RC would then perform a "FETCH" command to get the message header
data, using the ordered sequence numbers that came back from the
SORT Unfortunately, the IMAP server is free to ignore the order of
the sequence numbers provided in the FETCH command (see RFC 3501
§9, "sequence-set"), so it was returning the headers in ascending
sequence number order (ignoring the sorted order). The subsequent
RC code assumed that the FETCH command returned the messages in the
requested order, causing the incorrect order in the display.I may have overengineered the fix, but I haven't noticed any
performance hit at all. I put the patch at:
http://stadtherr.bounceme.net/files/rc_sort_fix.patch
Someone will have to let me know how best to get the fix
incorporated (I don't have SVN access).
Enjoy!
-Eric
PS. I haven't tested it with caching turned on, since I like to
leave that off If someone has caching enabled and wants to test
this, can you let me know how it works?On Mon, 24 Jul 2006 22:44:46 -0600, Eric Stadtherr wrote:
I found the problem and I have a patch almost ready.
My fix is working for small folders but it doesn't handle multi- page message lists yet. I'll post it as soon as it's done!
-Eric
Eric Stadtherr wrote:
I did some digging into this issue over the weekend, and
discovered that rcube_imap::_list_headers is getting a correctly
sorted list of message UIDs back from iil_C_Sort(). This means
that the sorting within the IMAP server (mine is dovecot) is being
done correctly, but RC is still displaying them in an incorrect
order (the order of UIDs in the display table doesn't match the
order of UIDs that come back from iil_C_Sort().
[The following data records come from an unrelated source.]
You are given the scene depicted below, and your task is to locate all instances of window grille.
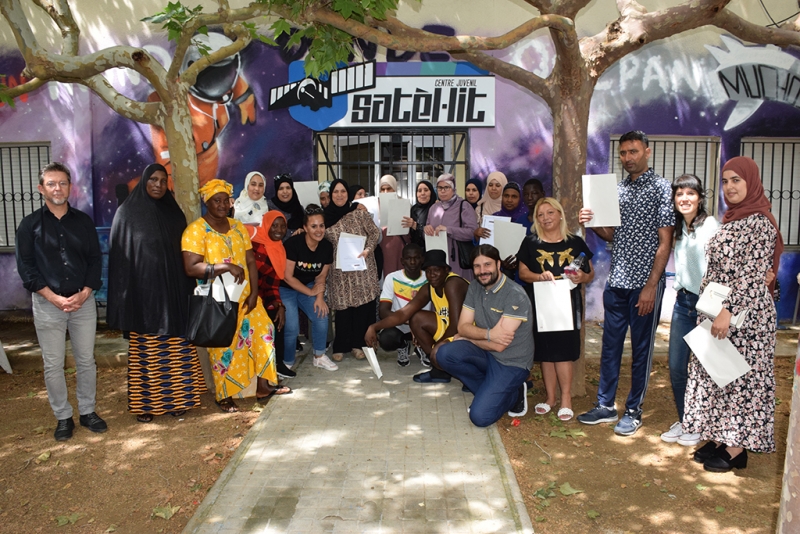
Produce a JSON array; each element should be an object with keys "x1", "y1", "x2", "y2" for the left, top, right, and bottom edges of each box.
[
  {"x1": 609, "y1": 135, "x2": 720, "y2": 215},
  {"x1": 740, "y1": 137, "x2": 800, "y2": 246},
  {"x1": 315, "y1": 130, "x2": 469, "y2": 201},
  {"x1": 0, "y1": 142, "x2": 50, "y2": 248}
]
I didn't get a
chance to trace it any further through rcube_imap::_fetch_headers
and out through the display code.On Mon, 24 Jul 2006 09:49:23 -0700, Mark Edwards wrote:
On Jul 24, 2006, at 9:17 AM, Jim Pingle wrote:
There appears to be support for a similar option in the code for roundcube (in imap.inc), but I see no method for a user/admin to set it. In rcube_imap.inc it's explicitly set off, but at the start of imap.inc it is set on. It tests to see if IMAP_USE_HEADER_DATE is false which it always will be as I can't find any other reference to the variable it's testing for anywhere in the code.
As an experiment you could try commenting out line 57 in program/ lib/imap.inc: if (!$IMAP_USE_HEADER_DATE) $IMAP_USE_INTERNAL_DATE = true;
Alternately, change that so it's set to false instead of true.
If it alters the sorting behavior for you, we may have found the culprit...
Unfortunately, that did nothing. :-(
Squirrelmail get the sort right on this particular mailbox, whether server-side sorting is enabled or not. Roundcube puts a bunch of
old
mails out of order at the top of the box.